There are many ECN brokers out there and Dukascopy is one of the most popular models. But for retail traders, the ECN is often out of reach: due to the nature of their banking business, traders are usually required to buy very large lots so the minimum deposit requirement is somewhere between $50,000 to $100,000. FXOpen recently tried to fill this gap by offering the MT4 ECN platform, which was not very successful and is far from transparent in my humble opinion.

STP وسيط Broker

An STP broker is a type of STP brokermarket maker "Market Makers". This broker, most of the time, displays its own quotes (which are related to the actual rates among the interbank network of internal banks).

Now here comes the real complexity: sometimes this broker passes your orders to the market (works as an STP broker) but sometimes it doesn't (acts as an STP broker)market maker). For example, the trades of successful traders or successful trading algorithms will be automatically passed to the market or interbanking while small clients or losers will not pass their orders. This way the broker makes profits twice: once by losing clients and another by not losing money to successful traders (of course this never works 100% but it does most of the time).

In this way the commission of the STP broker comes from two sources: losses of unsuccessful clients and arbitrage on orders passed to the market.

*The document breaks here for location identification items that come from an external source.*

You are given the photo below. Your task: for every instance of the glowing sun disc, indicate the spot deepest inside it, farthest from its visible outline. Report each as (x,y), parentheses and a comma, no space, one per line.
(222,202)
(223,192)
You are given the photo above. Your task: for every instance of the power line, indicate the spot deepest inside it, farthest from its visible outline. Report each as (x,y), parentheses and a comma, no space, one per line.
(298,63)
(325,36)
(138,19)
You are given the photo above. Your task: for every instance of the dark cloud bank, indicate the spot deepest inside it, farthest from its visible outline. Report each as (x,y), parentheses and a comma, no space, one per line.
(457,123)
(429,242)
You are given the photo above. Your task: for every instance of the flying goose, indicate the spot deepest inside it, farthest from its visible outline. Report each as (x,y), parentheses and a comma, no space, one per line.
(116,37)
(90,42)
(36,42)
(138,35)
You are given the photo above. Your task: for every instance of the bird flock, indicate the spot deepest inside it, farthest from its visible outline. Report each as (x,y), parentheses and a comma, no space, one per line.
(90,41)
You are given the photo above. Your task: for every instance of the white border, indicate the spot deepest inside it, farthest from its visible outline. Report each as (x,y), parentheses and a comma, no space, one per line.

This type is also responsible for all requotes and rejections of orders. When you open a large order, the broker makes a pass to the market, but the prices there may have already changed (the market moves too fast sometimes) - so the broker faces two options: either reject the order and ask you to adjust the entry price, or complete the order and risk it may It ends as a successful trade which means the broker will pay you out of pocket.

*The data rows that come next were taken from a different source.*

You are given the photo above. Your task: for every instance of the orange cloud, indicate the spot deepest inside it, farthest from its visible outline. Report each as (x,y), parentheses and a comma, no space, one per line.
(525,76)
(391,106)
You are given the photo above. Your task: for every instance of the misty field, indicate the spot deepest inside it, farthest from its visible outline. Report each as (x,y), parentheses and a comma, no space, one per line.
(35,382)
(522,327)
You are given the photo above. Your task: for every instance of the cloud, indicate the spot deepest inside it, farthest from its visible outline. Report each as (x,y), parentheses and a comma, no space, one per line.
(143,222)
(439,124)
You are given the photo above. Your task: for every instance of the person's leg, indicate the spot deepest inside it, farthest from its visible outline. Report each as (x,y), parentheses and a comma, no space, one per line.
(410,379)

distinguish between Types of brokerage firms different

So, how do you differentiate as a trader between an STP broker and an ECN broker?

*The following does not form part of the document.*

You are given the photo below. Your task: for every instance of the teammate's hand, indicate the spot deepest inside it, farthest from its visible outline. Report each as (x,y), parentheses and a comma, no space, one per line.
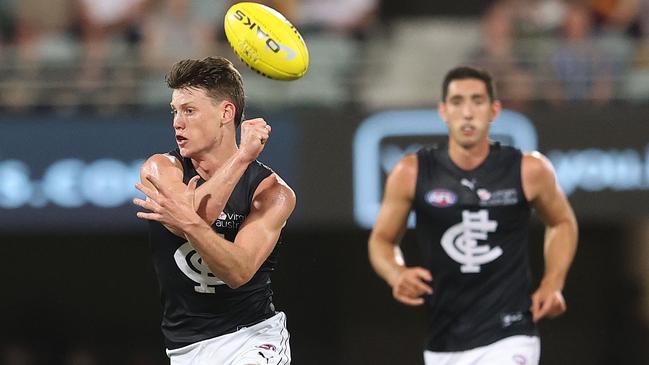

It is easy to recognize an ECN broker: huge minimum capital requirements and the ability to see not only bid and ask prices but also amounts on both sides (depth levels) and tight leverage most of the time no more than 1:200 because that means brokers with negative balance suffer Especially in cases of flash crash.

Can you distinguish between MM brokers and STP brokers?

Mostly not, it is very difficult to distinguish between these two types and most of the time brokers use a hybrid system anyway. As I mentioned at the beginning, most regulated brokers in the US and UK will not “trade against you” in a way that will make you lose money, not because of their good morals but because it could cause you to lose their license.

Conclusion and conclusion

Now you can understand why all this negative marketing for the type ofmarket maker It does not require a huge deposit or a tight leverage like the ECN, and your trades are not rejected or re-priced like the STP and of course it is faster in execution because there is no scrolling or the choice between scrolling and no, and most importantly, it accepts all types of traders and strategies away from the most prevalent currently as We mentioned the combination of inter-banking and non-passing, and there will be a special topic listing the advantages and disadvantages of each type in a simplified table. has no relation whatsoever with Metaquote and we have no responsibility regarding their products offered by our Sponsors.